Still, political considerations caused by Russia's decision earlier this month has given room to pause.

The dispute between Moscow and Kiev is still not over. A negotiated deal between the two governments was thrown into confusion Tuesday when Ukraine's parliament passed a vote of no confidence in the prime minister who handled the negotiations.

Sergey Kupriyanov, a spokesman for Gazprom's chief executive officer, also announced Monday that each 1,000 cu. meters of gas exported to Europe will now cost an average of $250. This price increase has nations worried over how to pay for energy costs, which in many cases are doubling.

Gazprom, for example, is now insisting Moldova buy Russian gas supplies for $160, double what the poorest nation in Europe now pays.

That "is not a market price for Moldova where the joint Moldovan-Russian venture, Moldovagaz, operates and where the joint gas business enjoys a number of privileges," Moldovan President Vladimir Voronin argued in Russia's Kommersant newspaper.

These moves highlight the need for a diversified energy plan across Europe, which would include multiple suppliers of energy and alternative sources.

"This serves to illustrate the importance of a diverse energy portfolio to a nation's energy security," Steve Kerekes, a spokesman from the Nuclear Energy Institute in Washington, told United Press International.

The 1986 Chernobyl accident, which took place in Ukraine when it was still part of the Soviet Union, frightened Europe into rejecting nuclear power.

Two of the four nuclear power plants at Chernobyl have been out of action since the disaster, 20 years ago in March.

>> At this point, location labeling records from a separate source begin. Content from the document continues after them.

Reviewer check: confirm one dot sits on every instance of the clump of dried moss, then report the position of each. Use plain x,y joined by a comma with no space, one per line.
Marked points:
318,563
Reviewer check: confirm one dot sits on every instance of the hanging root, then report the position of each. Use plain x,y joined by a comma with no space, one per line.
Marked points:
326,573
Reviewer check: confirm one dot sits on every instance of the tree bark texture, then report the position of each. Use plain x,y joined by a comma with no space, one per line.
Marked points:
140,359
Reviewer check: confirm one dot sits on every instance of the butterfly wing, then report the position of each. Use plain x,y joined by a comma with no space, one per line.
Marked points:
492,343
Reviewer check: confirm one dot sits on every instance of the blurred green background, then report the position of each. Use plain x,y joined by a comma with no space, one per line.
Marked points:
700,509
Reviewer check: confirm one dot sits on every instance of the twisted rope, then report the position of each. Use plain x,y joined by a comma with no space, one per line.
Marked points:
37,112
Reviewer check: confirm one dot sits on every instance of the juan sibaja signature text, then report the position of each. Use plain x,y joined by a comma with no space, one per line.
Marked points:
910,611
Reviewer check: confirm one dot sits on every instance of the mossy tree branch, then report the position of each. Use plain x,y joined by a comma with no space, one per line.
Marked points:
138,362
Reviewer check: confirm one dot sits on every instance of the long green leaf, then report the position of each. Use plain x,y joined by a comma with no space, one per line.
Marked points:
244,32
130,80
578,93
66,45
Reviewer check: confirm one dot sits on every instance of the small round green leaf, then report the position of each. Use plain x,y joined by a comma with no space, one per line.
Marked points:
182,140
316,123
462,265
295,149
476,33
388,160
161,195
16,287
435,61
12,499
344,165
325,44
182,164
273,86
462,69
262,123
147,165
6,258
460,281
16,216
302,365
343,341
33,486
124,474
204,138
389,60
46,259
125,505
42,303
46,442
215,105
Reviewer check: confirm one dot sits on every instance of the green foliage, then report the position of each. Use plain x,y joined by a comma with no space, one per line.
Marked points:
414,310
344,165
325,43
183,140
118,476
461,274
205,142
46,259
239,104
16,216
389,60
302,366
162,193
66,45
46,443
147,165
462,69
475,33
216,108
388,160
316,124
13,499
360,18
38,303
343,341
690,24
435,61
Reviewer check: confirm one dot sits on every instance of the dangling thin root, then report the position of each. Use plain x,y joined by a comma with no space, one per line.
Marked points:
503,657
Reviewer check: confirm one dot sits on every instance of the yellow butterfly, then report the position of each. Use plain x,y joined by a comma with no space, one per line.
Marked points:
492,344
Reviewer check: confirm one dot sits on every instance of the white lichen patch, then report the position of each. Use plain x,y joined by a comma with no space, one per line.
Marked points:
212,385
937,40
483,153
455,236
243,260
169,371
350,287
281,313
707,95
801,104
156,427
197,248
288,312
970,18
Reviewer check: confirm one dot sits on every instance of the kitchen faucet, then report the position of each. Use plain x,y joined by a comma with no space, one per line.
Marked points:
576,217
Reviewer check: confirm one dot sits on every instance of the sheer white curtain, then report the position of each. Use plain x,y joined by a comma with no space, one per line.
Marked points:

But Ukraine electricity supplies still depend on the two that are still in operation, despite efforts by the EU to persuade Ukraine to scrap the plants, built with controversial Soviet-era technology.

No new nuclear power station was built after Chernobyl and in Germany and Sweden governments pledged to close down their existing nuclear plants. These promises are now being reviewed as energy costs hit $60 a barrel for oil, and as fears of global warming from the burning of fossil fuels make "clean" nuclear energy seem more attractive.

Thrust into the energy wars brought by uncertain markets and supply shocks, a healthy debate must ensue across Europe as to the best way to prepare for future disruptions, experts say.

"I think folks have to realize there is a byproduct from nuclear generation," Kerekes told UPI. "It is very compact though from the amount of power it provides."

Kerekes went on to frame how he feels the debate over nuclear power, and a diverse energy supply in particular, should proceed.

"The political and business leaders in those countries must advocate diverse energy so folks are not beholden to foreign sources of energy and the volatility of energy markets," he said.